Verilen bir aradan sonra saat 13.25’te, fizikçi ve silah uzmanı Wiesbaden BKA’dan Ruprecht Nennstiel’in dinlenmesine geçildi. Götzl konunun, susturucu ve 12 mermisiyle bir Ceska 83 tabanca ile bir Bruni marka tabancanın incelenmesi ve mühimmat parçalarının BKA’nın mühimmat toplama merkezindekilerle karşılaştırması dahilinde bir iz karşılaştırması olduğunu söyledi. Nennstilel kendisinin iki bilirkişi raporu yazdığını ifade etti; biri silah tekniği ve hukuksal sınıflandırma raporuydu ve diğeri suçların sınıflandırılması ile ilgili bir saptama raporu. Silah tekniği araştırmasında; Ceska’nın numarası başlarda tanınabilir değildi, sonradan ortaya çıkarılmıştı, bu numara  034678’di. Susturucusuyla tabanca fdamgalanmıştıti ve gönderen daire tarafından, PD Zwickau, W04 takip numarası verilmişti. Tabanca ile birlikte 12 pirinç alaşim rengi tam metal kaplama, Çek Sellier&Bellot markalı mermiler vardı, 11’i şarjörde ve biri mermi yatağındaydı.  Ardından silahların çalşıp çalışmadıkları konuşulmaya başlandı. Hiç değilse görsel açıdan silahlar çok kötü durumda görünüyorlardı. Silahta yani susturucuda, plastik folyo kalıntıları bulunmuştu, bunlar erimişti çünkü silah yüksek ısıya maruz kalmıştı. Özenli bir temizlemeden sonra silah, karşılaştırma mühimmatının elde edilebilmesi için ateşlenebilir durumdaydı. Silah engelsiz çalışıyordu ve mermilerin kapasitesinin yeterli olduğu da açıktı. Nennstiel, teknik-hukuksal bir değerlendirme olarak, kuşkusuz bir yarı otomatik silahın söz konusu olduğunu, bunun için insanın silah bulundurma ruhsatı ve yanında bulundurmak için de, silah ve av ruhsatı sahibi olması gerekirdi. Aynı şartlar susturucu için de geçerliydi. Bunun sesi engelleme performansı ile ilgili Nennstiefel, silah ile bir defa susturuculu, bir defa susturucusuz ateş edildiğini, sesi engelleme performansının 20.7 dB(C) olduğunu söyledi.

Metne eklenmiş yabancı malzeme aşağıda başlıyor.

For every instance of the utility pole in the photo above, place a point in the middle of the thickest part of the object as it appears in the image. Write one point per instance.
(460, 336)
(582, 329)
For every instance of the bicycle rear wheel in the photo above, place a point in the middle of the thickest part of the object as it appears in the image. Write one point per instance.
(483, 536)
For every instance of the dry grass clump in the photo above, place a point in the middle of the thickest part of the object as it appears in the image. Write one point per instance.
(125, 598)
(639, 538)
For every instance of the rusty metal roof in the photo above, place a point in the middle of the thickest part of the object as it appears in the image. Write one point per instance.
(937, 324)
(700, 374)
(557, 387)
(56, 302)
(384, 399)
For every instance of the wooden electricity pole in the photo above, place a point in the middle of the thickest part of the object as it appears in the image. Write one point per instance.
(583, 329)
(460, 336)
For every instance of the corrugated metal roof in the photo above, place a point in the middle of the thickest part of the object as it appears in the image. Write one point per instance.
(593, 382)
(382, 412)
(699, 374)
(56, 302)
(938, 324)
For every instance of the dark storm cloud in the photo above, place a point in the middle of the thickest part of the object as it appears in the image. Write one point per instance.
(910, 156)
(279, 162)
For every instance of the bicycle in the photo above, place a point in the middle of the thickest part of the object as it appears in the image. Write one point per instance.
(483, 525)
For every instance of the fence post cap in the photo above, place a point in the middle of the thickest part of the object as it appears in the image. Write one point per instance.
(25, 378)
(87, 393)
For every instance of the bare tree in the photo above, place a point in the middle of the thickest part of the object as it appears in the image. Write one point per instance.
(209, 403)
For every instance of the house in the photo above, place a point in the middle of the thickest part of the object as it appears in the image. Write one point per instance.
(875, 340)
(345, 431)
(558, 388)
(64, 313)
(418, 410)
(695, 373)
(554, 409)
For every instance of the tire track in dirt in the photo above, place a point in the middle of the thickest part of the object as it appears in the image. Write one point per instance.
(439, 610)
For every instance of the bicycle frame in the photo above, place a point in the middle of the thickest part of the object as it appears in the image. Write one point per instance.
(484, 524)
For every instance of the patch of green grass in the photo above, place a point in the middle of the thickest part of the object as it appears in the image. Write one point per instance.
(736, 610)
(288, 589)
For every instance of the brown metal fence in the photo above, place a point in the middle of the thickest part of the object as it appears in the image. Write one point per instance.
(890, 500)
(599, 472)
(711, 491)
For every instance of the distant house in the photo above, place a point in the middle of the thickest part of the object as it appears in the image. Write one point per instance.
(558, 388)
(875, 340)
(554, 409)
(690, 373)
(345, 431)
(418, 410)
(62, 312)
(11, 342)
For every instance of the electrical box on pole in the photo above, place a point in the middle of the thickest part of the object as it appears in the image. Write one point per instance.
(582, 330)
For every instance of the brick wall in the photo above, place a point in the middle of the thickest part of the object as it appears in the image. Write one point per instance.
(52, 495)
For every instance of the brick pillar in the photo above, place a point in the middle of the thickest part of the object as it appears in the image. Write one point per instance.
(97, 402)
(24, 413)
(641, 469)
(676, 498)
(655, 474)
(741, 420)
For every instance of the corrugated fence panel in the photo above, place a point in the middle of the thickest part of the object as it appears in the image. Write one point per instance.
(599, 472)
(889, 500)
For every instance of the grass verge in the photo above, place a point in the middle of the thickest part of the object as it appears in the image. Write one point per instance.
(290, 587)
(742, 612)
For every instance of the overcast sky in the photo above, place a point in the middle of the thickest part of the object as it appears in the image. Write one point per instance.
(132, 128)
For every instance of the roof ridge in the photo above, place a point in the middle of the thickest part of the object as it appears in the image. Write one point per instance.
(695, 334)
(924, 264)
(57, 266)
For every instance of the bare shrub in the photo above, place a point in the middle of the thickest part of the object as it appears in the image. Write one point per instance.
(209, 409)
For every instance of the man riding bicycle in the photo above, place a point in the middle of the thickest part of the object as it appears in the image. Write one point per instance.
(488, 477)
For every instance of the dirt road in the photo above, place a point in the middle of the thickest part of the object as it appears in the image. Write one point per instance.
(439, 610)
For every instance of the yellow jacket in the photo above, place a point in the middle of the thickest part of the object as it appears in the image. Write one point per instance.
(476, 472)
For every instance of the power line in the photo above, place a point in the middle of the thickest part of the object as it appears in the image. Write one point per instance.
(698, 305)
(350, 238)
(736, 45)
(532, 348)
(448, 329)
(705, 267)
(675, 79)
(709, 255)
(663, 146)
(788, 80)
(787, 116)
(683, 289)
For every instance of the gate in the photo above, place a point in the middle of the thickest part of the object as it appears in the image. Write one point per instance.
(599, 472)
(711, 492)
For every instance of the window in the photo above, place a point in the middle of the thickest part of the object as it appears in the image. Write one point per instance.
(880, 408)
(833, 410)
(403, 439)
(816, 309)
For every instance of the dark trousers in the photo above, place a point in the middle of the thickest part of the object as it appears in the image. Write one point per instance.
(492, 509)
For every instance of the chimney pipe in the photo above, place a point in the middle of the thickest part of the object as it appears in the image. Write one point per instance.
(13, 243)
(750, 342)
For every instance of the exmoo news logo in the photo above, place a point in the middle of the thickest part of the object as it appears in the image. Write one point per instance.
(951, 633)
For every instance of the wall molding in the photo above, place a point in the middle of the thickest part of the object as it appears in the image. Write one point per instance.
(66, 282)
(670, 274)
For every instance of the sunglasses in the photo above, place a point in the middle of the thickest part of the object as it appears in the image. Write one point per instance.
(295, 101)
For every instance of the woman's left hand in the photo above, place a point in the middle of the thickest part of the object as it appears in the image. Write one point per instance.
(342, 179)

İzlerin incelenmesi ile ilgili Nennstiel, karşılaştırma incelemesinin mühimmat parçalarının, BKA’nın suç mühimmatı toplama merkezindekiler ile karşılaştırılması şeklinde gerçekleştirildiğini söyledi. Orada aydınlatılamamış suçlarda kullanılan mühimmat saklanıyordu. Her silahın bıraktığı mühimmatın izi kendine özeldi. Silah tanınmasa bile, aynı silahın söz konusu olup olmadığınının söylenebileceğini ifade etti. Nennstiel ancak bu olayda karşılaştılan mühimmat ile uyuşan bir silahın elde bulunduğunu söyledi. Toplanan mühimmat parçaları ile bu karşılaştırıldığında bir hüküm verilebilirdi. Nennstiel burada meselenin bu olduğunu ifade etti, numaraları okuyabiliyordu. Bu çekirdeğe ve kovanlara ayrı ayrı uygulanıyordu. Kovanlar ile ilgili olarak Nennstiel, bilirkişi raporundaki bir tabloya işaret etti. Buradan hangi suç eyleminin söz konusu olduğu çıkarılabilirdi. Mermilerde toplam dokuz eşleşme vardı. Mühimmat parçaları BKA’da koruma altında bulunuyordu. Bruni marka tabanca üstünde de aynı inceleme yapılmıştı. Silah numaraları daha da engelsiz bir şekilde görülebiliyordu. Bu silah ta kötü durumdaydı, ama temizlenerek, karşılaştırması mühimmatıelde etmek için, ateşlenmeye hazır hale getirilmişti. Nennstiel Bruni silahın da yarı otomatik bir silah olduğunu ve bu silah için de,  insanın silah bulundurma ruhsatı ve kullanmak için de, silah ve av ruhsatı sahibi olması gerektiğini söyledi. Kovanlar ile ilgili olarak da, iki eşleşme bulunduğunu ifade etti. Mermilerin karşılaştırılması sonucunda belirli bir saptama yapılamamıştı. Bu, silahların suç işleme anı ve korumaya alınmaları arasında bazı değişikliklere uğramasından kaynaklanıyor olabilirdi. Ne bir kanıt elde etme ne de listeden çıkarma mümkündü.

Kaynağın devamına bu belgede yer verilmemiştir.